Domestic partnership regulations and laws change frequently. Therefore, it is important to check with a family attorney on the current status of this type of relationship in your state.
The following states recognize domestic partnership relationship:
- District of Columbia (D.C.);
- New Jersey;
- Hawaii; and
Some states may allow certain benefits in only specific parts of the state. Therefore, it is useful to look at the exact guidelines in your state.
Although, the couple cannot enjoy the same benefits as married couples. States do allow for some benefits which can include:
- Health, dental and vision insurance;
- Death benefits and inheritance rights;
- Visitation rights in jails and hospitals;
- The authority to make medical and financial decisions for a partner;
- Accident and life insurance;
- Housing rights; and
- Parental leave and adoption rights.
Some employers will still offer these benefits even if the state does not recognize the domestic partnership relationship.
Either party or both parties can apply for a termination of the domestic partnership relationship. After filing, there is a six-month waiting period before the domestic partnership terminates. During this time, there is still a continuation of benefits for both the partners.
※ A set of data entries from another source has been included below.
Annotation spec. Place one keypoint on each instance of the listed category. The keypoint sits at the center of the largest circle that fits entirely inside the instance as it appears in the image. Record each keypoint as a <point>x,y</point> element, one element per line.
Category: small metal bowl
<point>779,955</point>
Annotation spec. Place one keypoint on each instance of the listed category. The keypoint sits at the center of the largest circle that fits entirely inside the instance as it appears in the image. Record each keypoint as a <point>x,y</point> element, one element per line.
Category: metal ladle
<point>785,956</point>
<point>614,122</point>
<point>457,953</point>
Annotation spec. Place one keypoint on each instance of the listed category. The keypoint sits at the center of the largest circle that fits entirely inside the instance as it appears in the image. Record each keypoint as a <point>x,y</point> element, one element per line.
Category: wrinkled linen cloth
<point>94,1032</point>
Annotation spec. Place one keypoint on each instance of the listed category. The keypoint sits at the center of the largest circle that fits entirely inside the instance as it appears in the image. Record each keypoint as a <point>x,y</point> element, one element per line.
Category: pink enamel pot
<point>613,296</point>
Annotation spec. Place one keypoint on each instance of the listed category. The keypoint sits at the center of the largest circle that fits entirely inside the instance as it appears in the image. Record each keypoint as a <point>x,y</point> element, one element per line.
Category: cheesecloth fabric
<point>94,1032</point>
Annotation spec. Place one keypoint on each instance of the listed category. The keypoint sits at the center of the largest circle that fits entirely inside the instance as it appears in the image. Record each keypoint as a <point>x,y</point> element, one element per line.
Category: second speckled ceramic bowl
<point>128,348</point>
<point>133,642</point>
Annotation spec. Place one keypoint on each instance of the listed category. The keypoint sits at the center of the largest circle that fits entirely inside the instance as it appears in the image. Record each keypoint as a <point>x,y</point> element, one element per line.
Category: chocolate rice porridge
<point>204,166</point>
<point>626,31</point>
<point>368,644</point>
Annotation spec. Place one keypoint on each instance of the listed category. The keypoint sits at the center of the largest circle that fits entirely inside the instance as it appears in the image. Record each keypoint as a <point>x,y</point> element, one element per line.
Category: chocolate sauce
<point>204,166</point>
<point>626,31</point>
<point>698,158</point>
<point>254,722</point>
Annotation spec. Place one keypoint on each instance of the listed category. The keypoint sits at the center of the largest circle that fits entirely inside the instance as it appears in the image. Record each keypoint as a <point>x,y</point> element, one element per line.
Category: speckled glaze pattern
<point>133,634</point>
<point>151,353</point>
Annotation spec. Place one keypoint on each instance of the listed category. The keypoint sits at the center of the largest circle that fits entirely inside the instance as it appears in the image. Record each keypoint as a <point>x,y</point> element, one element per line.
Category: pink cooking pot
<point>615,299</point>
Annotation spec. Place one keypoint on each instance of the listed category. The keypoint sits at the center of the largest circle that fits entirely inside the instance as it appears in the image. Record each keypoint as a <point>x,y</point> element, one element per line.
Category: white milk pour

The partner that applied for the termination can apply to withdraw it, if it still meets the requirements of the domestic partnership. However, once the six-month period expires, the couple will need to reapply for a new domestic partnership after the termination of the previous one.
Automatic termination of the domestic partnership can occur for any of the following reasons:
- Death of one of the partners;
- Both partners marry each other;
- One partner marries someone else or;
- One partner abandons the relationship or the mutual residence.
Benefits vary between a domestic partnership and a marriage by state. The right to enter into a marriage is entitled to all individuals in every state. However, not all states recognize a domestic partnership relationship.
Marriages entail more protections and benefits than compared to a domestic partnership. Domestic relations are not considered “family” by law. Married couples can inherit assets automatically upon death but it is not the same for domestic partners. A married couple can file together for a joint tax return. Additionally, married couples have the benefits of social security and life insurance.
Choosing to be a in a domestic partnership or marriage can depend on various emotional and relationships factors. Therefore, when considering the option of both, it will be useful to understand the rights and benefits that come from both kinds of relationships.
If you are planning to or are currently in a domestic partnership relationship and want to receive government benefits, you can apply to register your relationship. However, it depends on the state you reside in and what your situation is.
It can be a complicated process to formalize the domestic partnership relationship. Therefore, obtaining assistance from a family lawyer can make the procedure more efficient.